In the cinema the gaze emerges at moments of narrative crisis, at moments when the spectator’s sense of mastery and distance evaporates. When the gaze emerges, the visual field loses its illusion of neutrality, and the distortion produced by the spectator’s desire that stains the image becomes visible. This distortion most often remains hidden, but it manifests itself whenever we encounter the gaze, during any crisis when the cinema reveals how our investment as spectators skews what we see. In the same way, the moment of crisis exposes the capitalist gaze—its status as one economic system among others that we must either accept or reject. The moment of crisis within capitalism makes the unnaturalness of capitalism evident. These moments represent political opportunities or opportunities for politics. They stage what we might call an encounter with the gaze.
OCCUPY THE CRISIS
Capitalism functions through the same illusion of neutrality or naturalness as the visual field. The possibility for an encounter with the gaze or the subjective distortion that produces capitalism exists also within the field of capitalist economics. Here the encounter is just as difficult to produce as it is within the field of vision. Most of the time, capitalist relations of production create enough prosperity that few question the neutrality of these relations. But the gaze is ever present within capitalism and always ready to appear. When it does, the political decision undergirding the capitalist economic system becomes visible.

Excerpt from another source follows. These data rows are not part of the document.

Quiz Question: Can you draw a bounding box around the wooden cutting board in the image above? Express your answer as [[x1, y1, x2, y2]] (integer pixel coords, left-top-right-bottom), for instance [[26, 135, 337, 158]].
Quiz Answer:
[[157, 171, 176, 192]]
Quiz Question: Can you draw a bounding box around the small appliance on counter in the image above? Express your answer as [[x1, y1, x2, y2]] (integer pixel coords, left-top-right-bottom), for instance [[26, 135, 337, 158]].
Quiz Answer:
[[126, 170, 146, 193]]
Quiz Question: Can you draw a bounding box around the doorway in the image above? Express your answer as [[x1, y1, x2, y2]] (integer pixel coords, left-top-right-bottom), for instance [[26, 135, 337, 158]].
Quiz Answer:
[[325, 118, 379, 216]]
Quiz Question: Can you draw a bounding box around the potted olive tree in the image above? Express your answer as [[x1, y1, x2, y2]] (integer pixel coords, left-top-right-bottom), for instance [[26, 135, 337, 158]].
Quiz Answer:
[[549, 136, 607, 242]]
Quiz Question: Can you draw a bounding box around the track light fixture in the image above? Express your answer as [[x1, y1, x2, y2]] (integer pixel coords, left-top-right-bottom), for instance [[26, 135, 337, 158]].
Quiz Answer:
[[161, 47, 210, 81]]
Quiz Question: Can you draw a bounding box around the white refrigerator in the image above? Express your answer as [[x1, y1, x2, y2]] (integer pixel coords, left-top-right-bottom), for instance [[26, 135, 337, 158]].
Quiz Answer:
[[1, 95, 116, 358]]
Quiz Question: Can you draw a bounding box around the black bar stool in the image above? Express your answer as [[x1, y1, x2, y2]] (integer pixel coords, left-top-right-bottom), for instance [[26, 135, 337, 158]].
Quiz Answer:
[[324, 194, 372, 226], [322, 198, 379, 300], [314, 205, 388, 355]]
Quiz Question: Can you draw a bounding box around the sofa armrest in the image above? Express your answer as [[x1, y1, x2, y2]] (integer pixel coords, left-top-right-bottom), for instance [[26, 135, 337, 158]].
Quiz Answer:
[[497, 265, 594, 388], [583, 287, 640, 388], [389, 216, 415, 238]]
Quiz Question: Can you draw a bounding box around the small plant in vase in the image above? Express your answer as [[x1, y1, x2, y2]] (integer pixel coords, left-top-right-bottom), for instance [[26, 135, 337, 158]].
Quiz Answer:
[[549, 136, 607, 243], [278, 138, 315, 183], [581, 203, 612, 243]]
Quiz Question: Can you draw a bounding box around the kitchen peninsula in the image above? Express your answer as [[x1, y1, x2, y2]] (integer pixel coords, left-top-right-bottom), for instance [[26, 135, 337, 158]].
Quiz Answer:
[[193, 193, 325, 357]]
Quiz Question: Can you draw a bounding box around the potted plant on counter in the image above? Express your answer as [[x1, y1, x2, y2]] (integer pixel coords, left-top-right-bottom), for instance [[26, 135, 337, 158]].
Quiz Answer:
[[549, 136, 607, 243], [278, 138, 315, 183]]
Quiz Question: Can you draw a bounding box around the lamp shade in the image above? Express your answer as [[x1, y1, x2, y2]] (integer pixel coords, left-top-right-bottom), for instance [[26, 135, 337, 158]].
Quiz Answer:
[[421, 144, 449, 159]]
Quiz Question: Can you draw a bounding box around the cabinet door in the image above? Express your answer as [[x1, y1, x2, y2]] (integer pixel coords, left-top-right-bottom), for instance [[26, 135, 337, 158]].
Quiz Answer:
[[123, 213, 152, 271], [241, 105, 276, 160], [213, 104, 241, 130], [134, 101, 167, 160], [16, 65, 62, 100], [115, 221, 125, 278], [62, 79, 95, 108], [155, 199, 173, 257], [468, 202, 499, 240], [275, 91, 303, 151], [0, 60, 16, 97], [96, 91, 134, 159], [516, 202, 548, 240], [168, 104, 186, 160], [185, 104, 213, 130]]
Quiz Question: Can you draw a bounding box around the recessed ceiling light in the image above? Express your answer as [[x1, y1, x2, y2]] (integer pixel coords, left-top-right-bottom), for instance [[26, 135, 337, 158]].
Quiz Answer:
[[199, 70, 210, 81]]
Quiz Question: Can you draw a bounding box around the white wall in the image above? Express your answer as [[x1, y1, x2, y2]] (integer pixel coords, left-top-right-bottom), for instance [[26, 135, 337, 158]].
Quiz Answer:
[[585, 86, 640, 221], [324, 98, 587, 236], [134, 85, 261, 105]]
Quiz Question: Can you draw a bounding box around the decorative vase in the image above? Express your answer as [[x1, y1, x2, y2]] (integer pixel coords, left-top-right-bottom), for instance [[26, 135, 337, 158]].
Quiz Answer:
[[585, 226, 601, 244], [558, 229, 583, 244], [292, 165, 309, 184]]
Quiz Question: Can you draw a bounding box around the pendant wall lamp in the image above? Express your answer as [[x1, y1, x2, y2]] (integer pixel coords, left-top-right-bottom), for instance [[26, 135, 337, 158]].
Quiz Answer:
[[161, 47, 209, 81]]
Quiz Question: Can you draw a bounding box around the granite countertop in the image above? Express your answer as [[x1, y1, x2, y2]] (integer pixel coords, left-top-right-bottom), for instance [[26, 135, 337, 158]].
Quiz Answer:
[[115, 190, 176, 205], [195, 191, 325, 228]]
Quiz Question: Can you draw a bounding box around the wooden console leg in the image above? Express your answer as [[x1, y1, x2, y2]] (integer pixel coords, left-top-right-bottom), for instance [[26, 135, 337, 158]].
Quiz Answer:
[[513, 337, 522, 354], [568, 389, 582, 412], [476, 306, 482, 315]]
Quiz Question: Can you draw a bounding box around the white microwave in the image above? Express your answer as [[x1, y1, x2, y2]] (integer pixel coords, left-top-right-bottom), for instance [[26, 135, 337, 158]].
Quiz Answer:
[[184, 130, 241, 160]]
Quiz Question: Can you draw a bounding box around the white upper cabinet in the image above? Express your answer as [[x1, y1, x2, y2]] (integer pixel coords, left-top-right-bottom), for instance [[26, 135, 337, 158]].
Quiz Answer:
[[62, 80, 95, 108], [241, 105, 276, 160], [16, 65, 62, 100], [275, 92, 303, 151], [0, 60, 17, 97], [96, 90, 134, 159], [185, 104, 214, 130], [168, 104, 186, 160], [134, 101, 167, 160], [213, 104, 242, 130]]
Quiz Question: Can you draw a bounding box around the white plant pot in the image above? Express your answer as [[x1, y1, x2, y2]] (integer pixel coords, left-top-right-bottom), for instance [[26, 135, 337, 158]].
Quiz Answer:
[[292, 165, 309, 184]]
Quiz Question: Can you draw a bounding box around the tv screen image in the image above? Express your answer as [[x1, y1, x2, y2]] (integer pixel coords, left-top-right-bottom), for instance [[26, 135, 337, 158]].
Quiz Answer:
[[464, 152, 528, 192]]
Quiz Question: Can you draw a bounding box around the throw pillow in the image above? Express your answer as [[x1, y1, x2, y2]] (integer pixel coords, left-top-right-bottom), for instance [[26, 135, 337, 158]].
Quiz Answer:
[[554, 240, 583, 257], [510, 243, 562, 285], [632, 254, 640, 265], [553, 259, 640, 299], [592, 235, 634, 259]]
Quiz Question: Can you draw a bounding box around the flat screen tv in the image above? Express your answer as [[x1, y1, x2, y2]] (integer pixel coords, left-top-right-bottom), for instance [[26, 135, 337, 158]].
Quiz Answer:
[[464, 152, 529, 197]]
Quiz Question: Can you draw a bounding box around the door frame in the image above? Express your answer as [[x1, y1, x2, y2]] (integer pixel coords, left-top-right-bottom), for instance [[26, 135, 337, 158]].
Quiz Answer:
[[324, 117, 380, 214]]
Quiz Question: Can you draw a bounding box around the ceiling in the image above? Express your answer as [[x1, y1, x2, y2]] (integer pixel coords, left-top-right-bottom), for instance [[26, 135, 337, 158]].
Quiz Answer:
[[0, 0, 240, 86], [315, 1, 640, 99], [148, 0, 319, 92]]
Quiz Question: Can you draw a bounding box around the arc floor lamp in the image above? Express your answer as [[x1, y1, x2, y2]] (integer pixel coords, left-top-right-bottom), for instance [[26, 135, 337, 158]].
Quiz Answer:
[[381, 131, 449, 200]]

The tendentious status of capitalism—the gaze within capitalism—becomes most visible during crises. This is why it is not surprising that the clearest challenges to capitalism have occurred during times of economic tumult. We can see three undeniable instances in the United States in the twentieth and twenty-first centuries. The Great Depression occasioned the emergence of a social safety net in the United States, a definitive political intervention into the economic realm designed to modify the structure of capitalist relations of production. Even if Franklin Roosevelt attempted to save capitalism from the threat of communism with the New Deal, this intervention nevertheless shifted the terrain of the discussion and exposed the unnatural nature of capitalism. The capitalist system left capital itself idle and unable to stimulate economic activity. There was no capitalist solution to this failure. The United States needed the New Deal because capitalism could not simply work on its own without destroying itself.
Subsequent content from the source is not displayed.